According to national statistics, 1 in 4 cars drive on a tire that's at least 25% under pressure.

"You can destroy the tire, as well as it can blow out and you can have an accident," Chuck Wyckoff, Raffield Tire-Master's store manager said.

Under- or over-inflated tires can even affect gas mileage.

"For every one percent drop in pressure, gas mileage can lower about four-tenths of a percent," Wyckoff said.

During the past few days, Raffield Tire-Master and Tires Unlimited in Macon have seen an increase in drivers coming in to complain about tire problems.

"We've seen probably 20-30 cars per day," Wyckoff said.

"It's been a lot colder this year compared to last winter," Mauldin said. "We've seen a lot more cars with low tire pressure."

Workers say the recent arctic blast is causing temperatures to dip and car tires to go down with them, as moisture in the air of the tires constricts.

"With the cold weather, it causes the tire pressure inside the tire to decrease," Wyckoff said.

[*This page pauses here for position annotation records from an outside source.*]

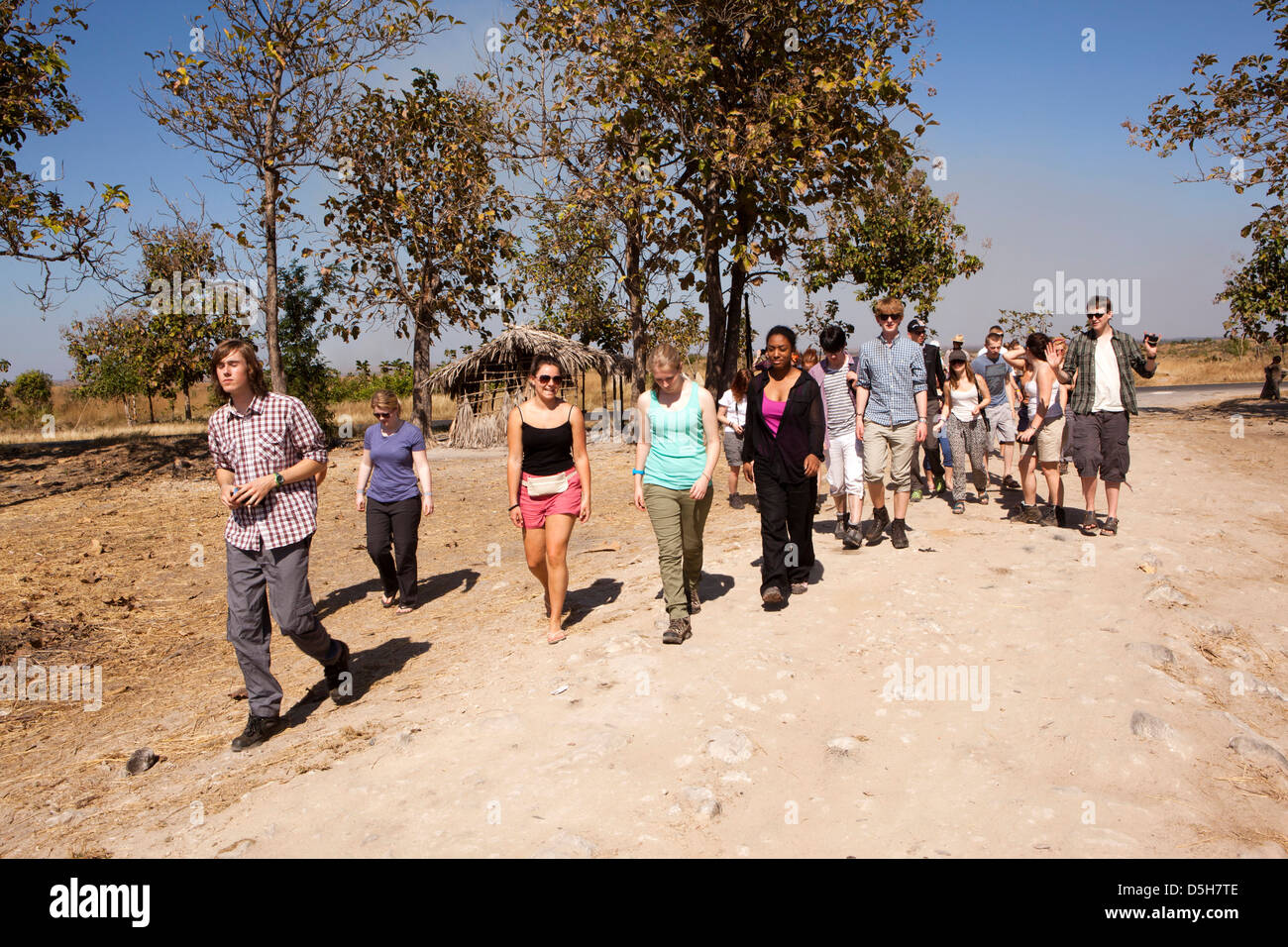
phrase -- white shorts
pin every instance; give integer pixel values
(845, 466)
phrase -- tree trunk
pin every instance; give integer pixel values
(635, 296)
(420, 368)
(274, 354)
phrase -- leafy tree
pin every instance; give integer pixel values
(262, 93)
(191, 311)
(1019, 325)
(902, 241)
(777, 110)
(35, 223)
(112, 357)
(1239, 116)
(420, 219)
(1257, 292)
(308, 376)
(603, 165)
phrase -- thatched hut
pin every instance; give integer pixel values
(490, 380)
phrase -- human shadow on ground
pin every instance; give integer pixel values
(368, 668)
(583, 602)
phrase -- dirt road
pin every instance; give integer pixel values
(1068, 696)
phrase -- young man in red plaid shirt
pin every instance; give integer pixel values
(267, 450)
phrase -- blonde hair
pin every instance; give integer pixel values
(665, 356)
(889, 305)
(384, 399)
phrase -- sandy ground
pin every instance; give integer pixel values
(1129, 692)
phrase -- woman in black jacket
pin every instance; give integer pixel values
(781, 451)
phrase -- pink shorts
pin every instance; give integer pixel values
(536, 509)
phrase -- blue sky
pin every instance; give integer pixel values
(1030, 131)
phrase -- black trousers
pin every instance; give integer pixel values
(397, 525)
(786, 530)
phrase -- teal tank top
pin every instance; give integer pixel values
(678, 447)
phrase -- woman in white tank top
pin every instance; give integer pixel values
(1043, 436)
(965, 397)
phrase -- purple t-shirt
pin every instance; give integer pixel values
(393, 478)
(773, 411)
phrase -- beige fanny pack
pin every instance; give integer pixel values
(546, 486)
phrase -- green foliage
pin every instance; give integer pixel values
(1257, 292)
(1019, 325)
(905, 243)
(308, 376)
(34, 389)
(420, 219)
(265, 95)
(1239, 115)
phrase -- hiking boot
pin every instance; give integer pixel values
(677, 631)
(339, 678)
(880, 521)
(258, 729)
(898, 538)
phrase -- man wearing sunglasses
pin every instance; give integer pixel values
(1099, 364)
(892, 418)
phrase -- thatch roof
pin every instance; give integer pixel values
(507, 357)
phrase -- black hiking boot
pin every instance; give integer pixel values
(339, 678)
(258, 729)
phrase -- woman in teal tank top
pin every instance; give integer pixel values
(678, 450)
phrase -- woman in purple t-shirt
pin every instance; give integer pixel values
(397, 495)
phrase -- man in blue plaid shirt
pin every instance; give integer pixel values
(892, 418)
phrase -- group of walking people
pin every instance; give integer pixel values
(892, 411)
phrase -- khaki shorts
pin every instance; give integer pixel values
(1048, 444)
(883, 445)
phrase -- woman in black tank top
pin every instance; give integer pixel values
(548, 474)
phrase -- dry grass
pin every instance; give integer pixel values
(1210, 363)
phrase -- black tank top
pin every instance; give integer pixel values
(546, 450)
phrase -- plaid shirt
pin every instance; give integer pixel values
(893, 375)
(275, 432)
(1082, 359)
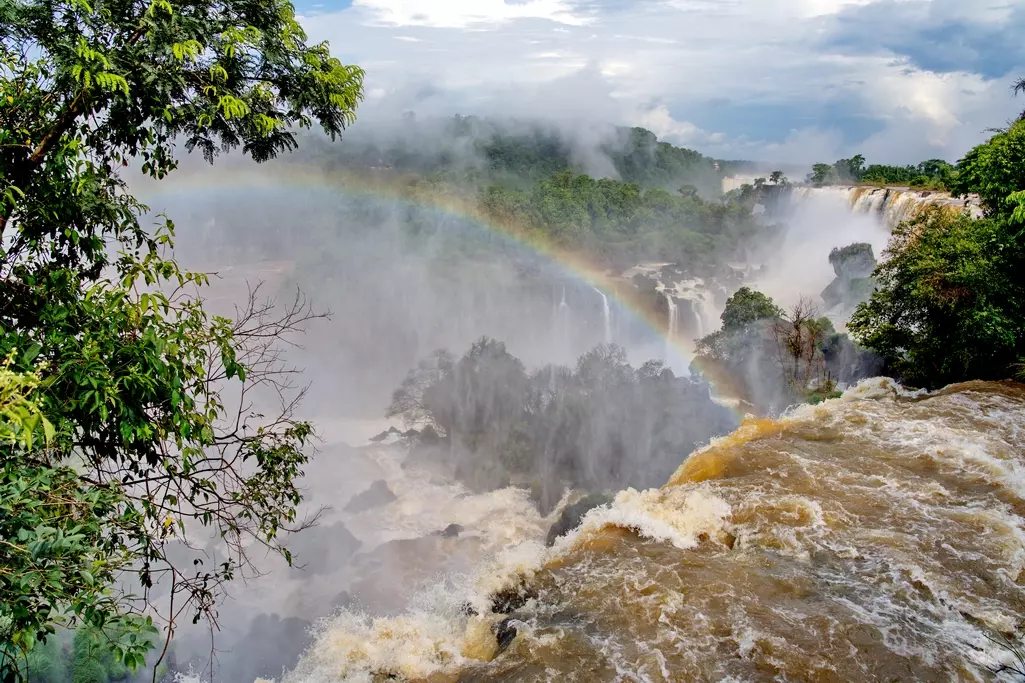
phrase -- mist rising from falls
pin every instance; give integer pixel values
(890, 205)
(606, 316)
(879, 536)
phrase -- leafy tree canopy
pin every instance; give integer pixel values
(746, 307)
(92, 305)
(948, 305)
(995, 170)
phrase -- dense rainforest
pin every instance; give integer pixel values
(117, 435)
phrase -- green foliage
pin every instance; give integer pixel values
(995, 170)
(931, 174)
(747, 307)
(132, 439)
(822, 174)
(950, 303)
(468, 150)
(620, 224)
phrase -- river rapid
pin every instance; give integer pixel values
(879, 536)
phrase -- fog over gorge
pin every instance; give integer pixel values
(535, 340)
(419, 534)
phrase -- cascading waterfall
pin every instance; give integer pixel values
(670, 334)
(606, 316)
(892, 205)
(879, 536)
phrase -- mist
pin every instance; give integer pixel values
(402, 280)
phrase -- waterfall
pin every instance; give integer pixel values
(891, 205)
(606, 316)
(673, 324)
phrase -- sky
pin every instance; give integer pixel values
(792, 81)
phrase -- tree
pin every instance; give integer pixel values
(949, 305)
(145, 448)
(850, 170)
(746, 307)
(994, 170)
(800, 336)
(822, 174)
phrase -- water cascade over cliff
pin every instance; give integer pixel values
(875, 537)
(892, 205)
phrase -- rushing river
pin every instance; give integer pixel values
(875, 537)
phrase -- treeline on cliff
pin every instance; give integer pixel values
(950, 299)
(945, 304)
(477, 152)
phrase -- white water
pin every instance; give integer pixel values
(836, 535)
(890, 205)
(606, 316)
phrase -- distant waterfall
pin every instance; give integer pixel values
(891, 205)
(606, 316)
(561, 324)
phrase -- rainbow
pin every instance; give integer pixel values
(403, 190)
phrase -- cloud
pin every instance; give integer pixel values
(787, 80)
(466, 13)
(942, 36)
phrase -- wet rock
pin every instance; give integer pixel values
(570, 519)
(342, 601)
(450, 531)
(322, 550)
(504, 633)
(511, 599)
(391, 433)
(378, 494)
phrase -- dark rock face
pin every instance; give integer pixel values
(853, 262)
(322, 550)
(451, 531)
(511, 599)
(378, 494)
(571, 517)
(504, 633)
(853, 266)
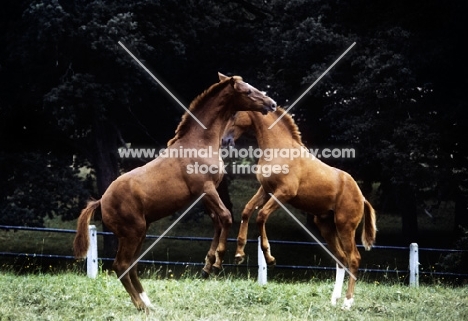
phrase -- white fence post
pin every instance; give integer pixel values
(414, 265)
(91, 257)
(262, 268)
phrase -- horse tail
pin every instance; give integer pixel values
(370, 229)
(81, 242)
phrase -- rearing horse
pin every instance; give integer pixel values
(165, 185)
(330, 194)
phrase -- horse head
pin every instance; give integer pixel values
(236, 126)
(250, 98)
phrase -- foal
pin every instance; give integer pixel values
(331, 195)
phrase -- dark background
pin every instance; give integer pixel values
(70, 96)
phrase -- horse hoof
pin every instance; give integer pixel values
(205, 274)
(239, 259)
(216, 270)
(271, 264)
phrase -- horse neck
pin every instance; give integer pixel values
(214, 115)
(278, 136)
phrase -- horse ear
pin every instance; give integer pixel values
(222, 77)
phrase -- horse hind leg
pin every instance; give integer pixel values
(346, 234)
(124, 259)
(256, 201)
(136, 281)
(328, 231)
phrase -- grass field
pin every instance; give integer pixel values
(72, 296)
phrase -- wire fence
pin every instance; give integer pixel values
(431, 272)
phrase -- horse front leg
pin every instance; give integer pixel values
(216, 206)
(211, 255)
(255, 202)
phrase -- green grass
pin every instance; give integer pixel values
(71, 296)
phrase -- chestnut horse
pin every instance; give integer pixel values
(165, 185)
(331, 195)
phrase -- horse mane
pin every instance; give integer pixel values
(185, 123)
(289, 122)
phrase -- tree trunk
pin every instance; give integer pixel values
(461, 212)
(105, 163)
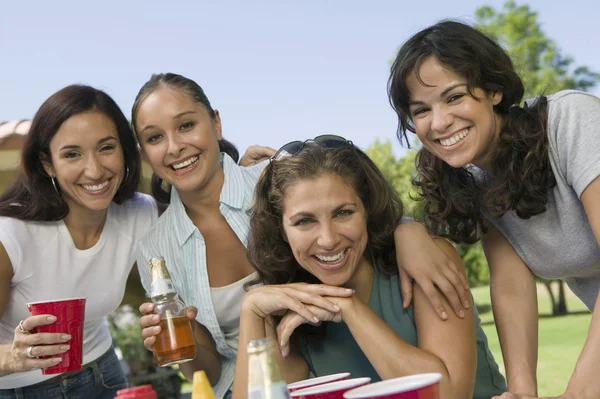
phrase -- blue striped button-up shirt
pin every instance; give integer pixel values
(177, 239)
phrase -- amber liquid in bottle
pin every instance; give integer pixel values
(175, 342)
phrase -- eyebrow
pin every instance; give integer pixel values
(442, 94)
(336, 209)
(75, 147)
(179, 115)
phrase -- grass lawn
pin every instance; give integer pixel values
(560, 338)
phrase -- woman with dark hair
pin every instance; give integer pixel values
(322, 224)
(68, 228)
(523, 179)
(203, 233)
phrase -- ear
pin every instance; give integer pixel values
(47, 165)
(283, 235)
(218, 126)
(496, 97)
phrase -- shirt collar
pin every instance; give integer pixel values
(233, 194)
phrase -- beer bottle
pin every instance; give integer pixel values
(201, 386)
(175, 342)
(264, 377)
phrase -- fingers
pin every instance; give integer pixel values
(149, 320)
(323, 289)
(286, 328)
(48, 350)
(406, 287)
(435, 299)
(43, 339)
(454, 297)
(191, 312)
(146, 308)
(311, 298)
(30, 323)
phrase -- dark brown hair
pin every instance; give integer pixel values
(267, 250)
(32, 196)
(455, 200)
(196, 93)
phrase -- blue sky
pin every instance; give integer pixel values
(277, 70)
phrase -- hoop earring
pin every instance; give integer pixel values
(126, 174)
(53, 180)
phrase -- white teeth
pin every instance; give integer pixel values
(455, 139)
(330, 259)
(185, 163)
(96, 187)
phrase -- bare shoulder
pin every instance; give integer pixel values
(448, 249)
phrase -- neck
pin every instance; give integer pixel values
(485, 161)
(205, 200)
(85, 227)
(362, 280)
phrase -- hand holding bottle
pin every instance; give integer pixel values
(150, 322)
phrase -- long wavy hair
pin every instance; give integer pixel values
(32, 196)
(455, 200)
(272, 256)
(161, 191)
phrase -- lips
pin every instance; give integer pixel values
(96, 188)
(454, 138)
(186, 163)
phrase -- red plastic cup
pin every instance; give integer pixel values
(419, 386)
(70, 315)
(331, 390)
(141, 392)
(294, 386)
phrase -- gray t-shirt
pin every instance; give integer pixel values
(559, 243)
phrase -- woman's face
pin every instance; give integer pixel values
(87, 161)
(451, 124)
(178, 138)
(326, 232)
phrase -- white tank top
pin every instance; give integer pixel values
(47, 265)
(227, 302)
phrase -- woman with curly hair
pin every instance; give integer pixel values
(523, 179)
(322, 241)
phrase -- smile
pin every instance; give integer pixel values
(332, 260)
(455, 138)
(188, 162)
(95, 188)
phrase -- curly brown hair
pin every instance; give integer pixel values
(272, 256)
(455, 199)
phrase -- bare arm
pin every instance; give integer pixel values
(584, 382)
(447, 347)
(13, 356)
(514, 301)
(258, 307)
(419, 258)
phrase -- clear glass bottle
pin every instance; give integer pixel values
(175, 342)
(264, 376)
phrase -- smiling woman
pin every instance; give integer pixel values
(68, 228)
(322, 240)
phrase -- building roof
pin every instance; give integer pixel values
(12, 128)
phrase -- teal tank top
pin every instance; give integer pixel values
(338, 352)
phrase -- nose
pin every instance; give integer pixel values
(440, 120)
(175, 146)
(328, 238)
(93, 168)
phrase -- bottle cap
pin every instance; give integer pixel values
(201, 386)
(161, 283)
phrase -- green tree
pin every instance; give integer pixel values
(543, 67)
(541, 64)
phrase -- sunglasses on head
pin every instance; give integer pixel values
(326, 141)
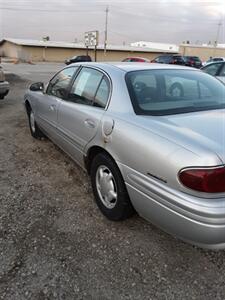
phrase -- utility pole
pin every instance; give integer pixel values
(218, 33)
(106, 29)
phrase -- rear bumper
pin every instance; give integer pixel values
(196, 220)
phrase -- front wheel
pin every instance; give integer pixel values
(109, 189)
(34, 129)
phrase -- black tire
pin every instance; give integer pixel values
(122, 208)
(177, 90)
(34, 129)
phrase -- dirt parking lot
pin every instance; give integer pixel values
(54, 242)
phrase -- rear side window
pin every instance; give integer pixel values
(59, 84)
(165, 92)
(212, 69)
(89, 88)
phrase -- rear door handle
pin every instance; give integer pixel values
(52, 107)
(89, 123)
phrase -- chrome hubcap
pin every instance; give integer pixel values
(106, 187)
(32, 121)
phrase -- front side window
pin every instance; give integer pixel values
(164, 92)
(85, 86)
(222, 72)
(59, 84)
(212, 69)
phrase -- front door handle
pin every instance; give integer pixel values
(90, 123)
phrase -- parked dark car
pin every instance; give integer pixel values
(79, 58)
(193, 61)
(216, 69)
(169, 59)
(136, 59)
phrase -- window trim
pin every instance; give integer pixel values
(213, 64)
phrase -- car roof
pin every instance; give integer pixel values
(132, 66)
(214, 63)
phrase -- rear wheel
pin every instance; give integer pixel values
(34, 129)
(109, 189)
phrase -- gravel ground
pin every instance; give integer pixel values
(55, 244)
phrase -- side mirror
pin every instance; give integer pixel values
(37, 87)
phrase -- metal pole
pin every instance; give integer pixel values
(106, 29)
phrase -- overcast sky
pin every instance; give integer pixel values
(129, 20)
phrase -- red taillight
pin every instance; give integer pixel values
(207, 180)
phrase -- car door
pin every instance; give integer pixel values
(80, 115)
(221, 75)
(48, 102)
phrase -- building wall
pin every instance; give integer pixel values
(203, 52)
(31, 53)
(10, 50)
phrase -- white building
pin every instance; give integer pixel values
(158, 46)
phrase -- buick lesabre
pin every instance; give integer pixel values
(151, 136)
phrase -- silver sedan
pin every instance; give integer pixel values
(151, 136)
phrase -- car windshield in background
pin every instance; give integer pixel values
(164, 92)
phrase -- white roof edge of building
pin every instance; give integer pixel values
(55, 44)
(202, 46)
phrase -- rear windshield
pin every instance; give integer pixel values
(195, 58)
(164, 92)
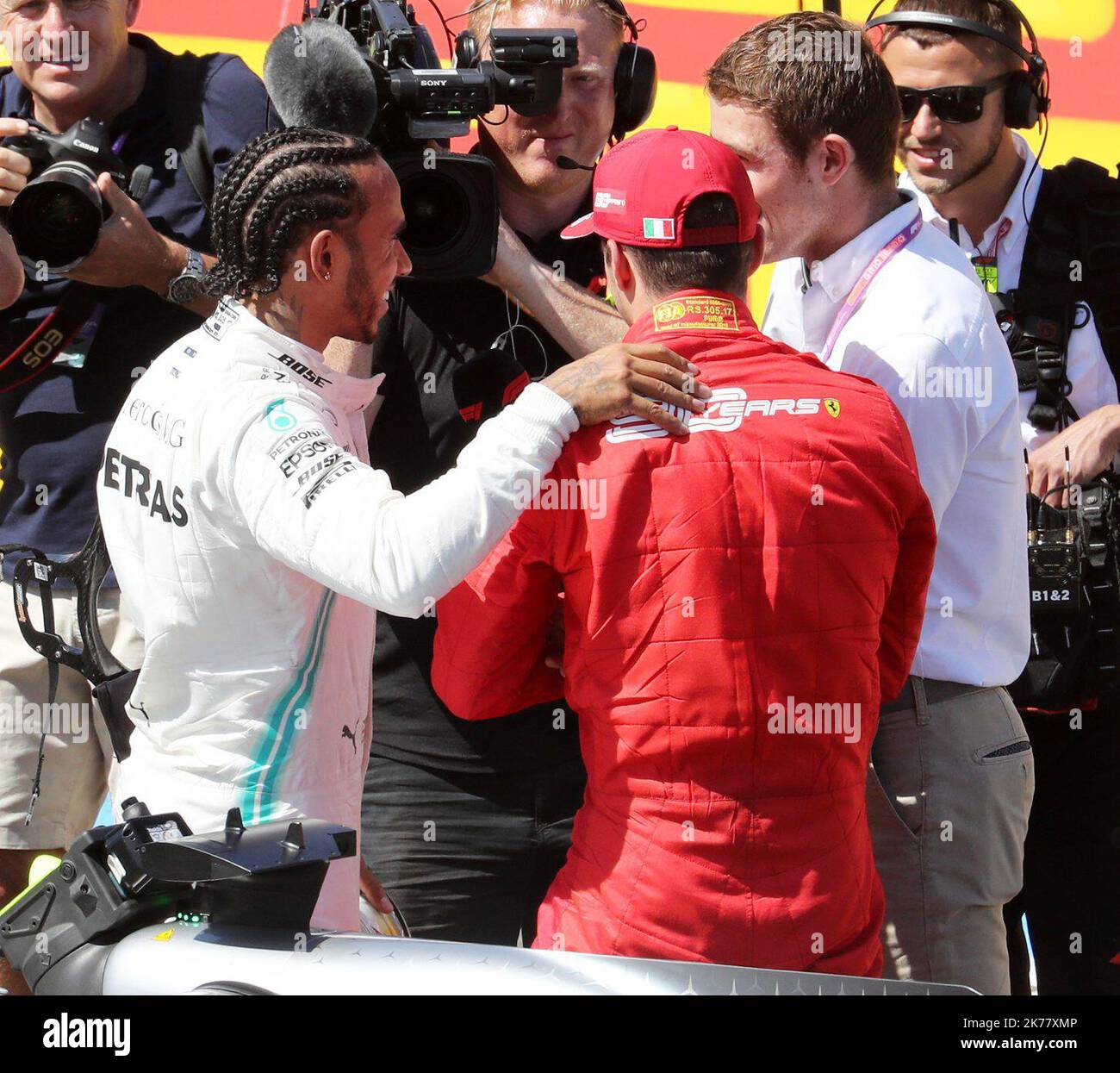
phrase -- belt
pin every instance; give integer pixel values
(936, 692)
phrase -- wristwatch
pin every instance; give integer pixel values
(187, 286)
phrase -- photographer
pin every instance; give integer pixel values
(467, 825)
(1022, 225)
(104, 321)
(247, 530)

Though you can't prevent the bitter cold, there are ways to make sure you're staying safe on the road with properly maintained tires.

Every car has a perfect tire pressure point.

You can find that number on a sticker on the inside of your car door. For just a few dollars, you can buy a tire pressure gauge and check your tires yourself.

Wyckoff also recommends getting your tire pressure checked every 4-6 weeks.

He also says if the tire pressure light comes on, don't dismiss it.

It could be something serious, like a nail in the tire, which could cause you to have a flat tire if you don't address it.

Because air coming out of your tires can mean money out of your pocket and a riskier drive out on the road.